We generally tend to associate creativity only with famous artists, producers, or musicians, or those who work in traditionally creative fields, but the idea of “flow” and pleasurable production can apply to so many different fields and activities. A snowboarder can activate a flow state on the slope as she finds the perfect pathway down the mountain. A poker player can activate a flow state calculating his moves in the heat of the game. A teacher can enter flow when landing on a topic of passion and educational importance. And certainly a long-time meditation student can enter a flow state just by closing her eyes.
Perhaps now we need to broaden our scope of “creativity” and who can embody these states of being and activity. Creation is the part of creativity that usually has us assume that something must be created or produced from this state, and certainly most of our definitions tend to include this aspect of the construct: problem solving, novel ideas, and production of works of art.
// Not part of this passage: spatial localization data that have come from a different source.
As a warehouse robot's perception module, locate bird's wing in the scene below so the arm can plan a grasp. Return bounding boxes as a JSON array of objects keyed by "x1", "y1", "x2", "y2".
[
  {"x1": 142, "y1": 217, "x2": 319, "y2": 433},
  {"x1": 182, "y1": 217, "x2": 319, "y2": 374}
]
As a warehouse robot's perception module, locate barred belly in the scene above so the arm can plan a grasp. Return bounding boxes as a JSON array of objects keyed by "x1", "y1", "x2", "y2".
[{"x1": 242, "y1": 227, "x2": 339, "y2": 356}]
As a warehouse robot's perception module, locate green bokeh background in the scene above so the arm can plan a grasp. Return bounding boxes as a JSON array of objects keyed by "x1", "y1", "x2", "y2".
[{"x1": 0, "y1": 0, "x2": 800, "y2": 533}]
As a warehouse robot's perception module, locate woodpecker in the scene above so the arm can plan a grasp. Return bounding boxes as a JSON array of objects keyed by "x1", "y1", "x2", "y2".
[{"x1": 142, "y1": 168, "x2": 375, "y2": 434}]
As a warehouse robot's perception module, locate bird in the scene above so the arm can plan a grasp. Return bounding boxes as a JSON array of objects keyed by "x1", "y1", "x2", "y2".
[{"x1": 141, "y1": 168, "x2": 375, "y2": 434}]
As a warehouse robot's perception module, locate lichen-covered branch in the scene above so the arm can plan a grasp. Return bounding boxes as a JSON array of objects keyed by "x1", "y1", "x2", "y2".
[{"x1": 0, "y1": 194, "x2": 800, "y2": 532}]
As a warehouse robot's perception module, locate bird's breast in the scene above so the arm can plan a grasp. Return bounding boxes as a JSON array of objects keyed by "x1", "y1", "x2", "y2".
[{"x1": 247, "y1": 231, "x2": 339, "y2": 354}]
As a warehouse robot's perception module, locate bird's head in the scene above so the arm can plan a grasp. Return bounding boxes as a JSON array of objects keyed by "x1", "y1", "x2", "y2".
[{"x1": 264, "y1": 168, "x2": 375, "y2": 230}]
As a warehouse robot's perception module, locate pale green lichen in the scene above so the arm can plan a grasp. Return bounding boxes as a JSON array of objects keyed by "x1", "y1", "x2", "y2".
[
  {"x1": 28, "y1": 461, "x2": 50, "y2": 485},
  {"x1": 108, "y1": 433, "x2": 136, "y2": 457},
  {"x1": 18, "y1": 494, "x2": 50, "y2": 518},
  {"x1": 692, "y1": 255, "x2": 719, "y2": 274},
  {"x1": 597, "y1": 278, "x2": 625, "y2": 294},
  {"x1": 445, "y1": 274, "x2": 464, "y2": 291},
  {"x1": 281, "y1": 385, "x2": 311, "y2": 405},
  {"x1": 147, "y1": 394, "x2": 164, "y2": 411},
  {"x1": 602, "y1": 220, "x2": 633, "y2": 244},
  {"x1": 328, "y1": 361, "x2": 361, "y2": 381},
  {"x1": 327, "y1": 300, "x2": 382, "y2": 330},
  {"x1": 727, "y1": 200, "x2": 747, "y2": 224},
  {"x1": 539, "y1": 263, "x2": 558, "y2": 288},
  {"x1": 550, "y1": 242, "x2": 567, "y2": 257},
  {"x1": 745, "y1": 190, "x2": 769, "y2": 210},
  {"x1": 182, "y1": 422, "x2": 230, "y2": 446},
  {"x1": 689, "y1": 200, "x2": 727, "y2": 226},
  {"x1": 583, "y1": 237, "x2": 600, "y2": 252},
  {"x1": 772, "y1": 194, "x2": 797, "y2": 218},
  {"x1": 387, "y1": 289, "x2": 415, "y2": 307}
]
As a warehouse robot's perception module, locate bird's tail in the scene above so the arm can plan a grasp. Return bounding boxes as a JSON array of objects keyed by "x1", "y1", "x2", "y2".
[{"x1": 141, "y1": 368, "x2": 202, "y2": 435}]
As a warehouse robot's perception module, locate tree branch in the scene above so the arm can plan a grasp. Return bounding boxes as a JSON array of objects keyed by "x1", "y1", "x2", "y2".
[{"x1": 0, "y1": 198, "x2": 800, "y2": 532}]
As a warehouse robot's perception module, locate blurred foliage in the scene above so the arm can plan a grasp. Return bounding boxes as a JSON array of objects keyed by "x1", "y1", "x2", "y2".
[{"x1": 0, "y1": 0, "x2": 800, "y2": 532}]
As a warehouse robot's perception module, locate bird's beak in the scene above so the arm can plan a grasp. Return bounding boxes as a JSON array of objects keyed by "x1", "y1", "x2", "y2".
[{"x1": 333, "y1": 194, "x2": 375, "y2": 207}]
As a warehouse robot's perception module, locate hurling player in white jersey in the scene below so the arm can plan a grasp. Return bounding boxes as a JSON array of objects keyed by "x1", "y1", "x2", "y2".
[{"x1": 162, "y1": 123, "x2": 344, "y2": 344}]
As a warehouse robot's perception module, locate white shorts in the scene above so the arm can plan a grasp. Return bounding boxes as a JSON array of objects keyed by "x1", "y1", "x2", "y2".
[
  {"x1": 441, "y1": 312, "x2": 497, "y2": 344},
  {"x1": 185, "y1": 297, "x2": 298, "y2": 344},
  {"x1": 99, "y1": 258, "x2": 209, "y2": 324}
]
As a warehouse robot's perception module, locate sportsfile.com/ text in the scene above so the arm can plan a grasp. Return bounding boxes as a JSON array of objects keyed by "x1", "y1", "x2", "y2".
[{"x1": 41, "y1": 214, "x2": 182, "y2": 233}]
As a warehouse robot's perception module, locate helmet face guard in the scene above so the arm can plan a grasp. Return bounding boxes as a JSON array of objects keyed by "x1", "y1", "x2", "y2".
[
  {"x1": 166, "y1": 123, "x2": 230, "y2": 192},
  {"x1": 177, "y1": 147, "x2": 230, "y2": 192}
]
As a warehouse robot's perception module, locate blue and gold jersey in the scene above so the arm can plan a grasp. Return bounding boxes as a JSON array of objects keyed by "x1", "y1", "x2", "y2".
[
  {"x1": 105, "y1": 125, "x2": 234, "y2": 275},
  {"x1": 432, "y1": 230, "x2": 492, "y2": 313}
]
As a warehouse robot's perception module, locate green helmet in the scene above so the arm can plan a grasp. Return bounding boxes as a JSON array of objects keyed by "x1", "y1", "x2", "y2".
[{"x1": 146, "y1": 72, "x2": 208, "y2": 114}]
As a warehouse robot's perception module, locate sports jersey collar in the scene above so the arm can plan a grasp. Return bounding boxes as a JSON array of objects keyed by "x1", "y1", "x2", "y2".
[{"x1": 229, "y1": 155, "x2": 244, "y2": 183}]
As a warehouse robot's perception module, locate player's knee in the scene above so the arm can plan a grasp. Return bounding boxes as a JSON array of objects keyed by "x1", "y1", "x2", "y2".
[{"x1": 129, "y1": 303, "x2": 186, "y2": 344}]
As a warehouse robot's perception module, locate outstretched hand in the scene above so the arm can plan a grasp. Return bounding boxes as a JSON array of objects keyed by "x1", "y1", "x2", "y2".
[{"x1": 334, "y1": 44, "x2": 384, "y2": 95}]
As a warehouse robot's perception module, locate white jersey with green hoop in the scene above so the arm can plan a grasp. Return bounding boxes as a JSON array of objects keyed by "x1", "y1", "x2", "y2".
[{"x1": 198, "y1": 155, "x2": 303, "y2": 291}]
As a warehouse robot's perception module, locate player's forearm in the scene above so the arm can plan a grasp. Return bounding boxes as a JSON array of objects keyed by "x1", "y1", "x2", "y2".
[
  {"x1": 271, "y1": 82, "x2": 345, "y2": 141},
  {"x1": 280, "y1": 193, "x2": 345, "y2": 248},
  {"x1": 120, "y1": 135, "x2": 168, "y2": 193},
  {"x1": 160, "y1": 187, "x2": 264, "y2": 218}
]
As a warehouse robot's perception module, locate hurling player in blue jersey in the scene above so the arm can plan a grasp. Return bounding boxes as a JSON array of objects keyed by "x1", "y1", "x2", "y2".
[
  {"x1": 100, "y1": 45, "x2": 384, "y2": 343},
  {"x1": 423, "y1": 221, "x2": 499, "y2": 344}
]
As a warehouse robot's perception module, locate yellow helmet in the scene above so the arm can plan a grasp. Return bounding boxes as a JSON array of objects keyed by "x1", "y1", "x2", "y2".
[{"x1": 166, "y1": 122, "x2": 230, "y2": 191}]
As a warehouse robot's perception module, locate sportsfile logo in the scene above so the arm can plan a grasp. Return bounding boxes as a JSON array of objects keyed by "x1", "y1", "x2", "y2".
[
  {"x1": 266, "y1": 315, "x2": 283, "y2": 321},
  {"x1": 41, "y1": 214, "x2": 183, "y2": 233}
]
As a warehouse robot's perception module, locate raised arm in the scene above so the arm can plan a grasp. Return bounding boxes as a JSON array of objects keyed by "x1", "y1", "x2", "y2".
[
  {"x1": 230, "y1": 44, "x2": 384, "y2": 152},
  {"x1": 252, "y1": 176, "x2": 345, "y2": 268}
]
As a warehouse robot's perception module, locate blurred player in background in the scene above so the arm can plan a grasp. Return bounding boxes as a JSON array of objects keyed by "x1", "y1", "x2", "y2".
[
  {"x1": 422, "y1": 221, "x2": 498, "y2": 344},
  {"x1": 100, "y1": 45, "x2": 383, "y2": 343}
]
But can it not be said that a climber, a statistician, or a mother tending to her child are equally capable of activating this type of creative”flow” state in moments of heightened focus and pleasure in singular activity?
What is this creative force then? Is it represented only in the finished product or outcome? Or can we define it more as a state of being, an embodiment of an energy that when utilized is capable of producing amazing things but equally capable of generating a state of focused pleasure and a definable, memorable moment in time…
When broadened in this way, creativity feels less like a measurable attribute or ability and more like a destination, one that we’ve all been to at times and look upon with great fondness when we are away from it. It’s like a vacation home that fulfills all of our great longings for open spaces, stunning scenery, and peaceful or exciting interludes. Some may have the good fortune to visit this vacation home more often, but this place exists within all of us (or rather this force flows through all of us), indiscriminate in who it touches, if only just probing for our level of openness and our willingness to be used as its vessel.
It’s something that when forced or prodded feels more artificial than genuine and tends to ask of us not that we not seek it but allow ourselves to be found. The greatest moments of insight, ingenuity, and imagination tend to occur not within intensive study or prolonged searching, but rather in moments of quiet, in the dead of night, or in the most mundane of moments. An apple landing on a head from gravitational force, random strokes on a piano from which notes emerge, a dancer’s limbs rhythmically falling in step to a beating drum…. Is it something within us creating these moments? Or something beyond us?
Does it matter?
Perhaps all that matters is the signal we send to the creative forces at play, to say we are available, we are here, and we are willing.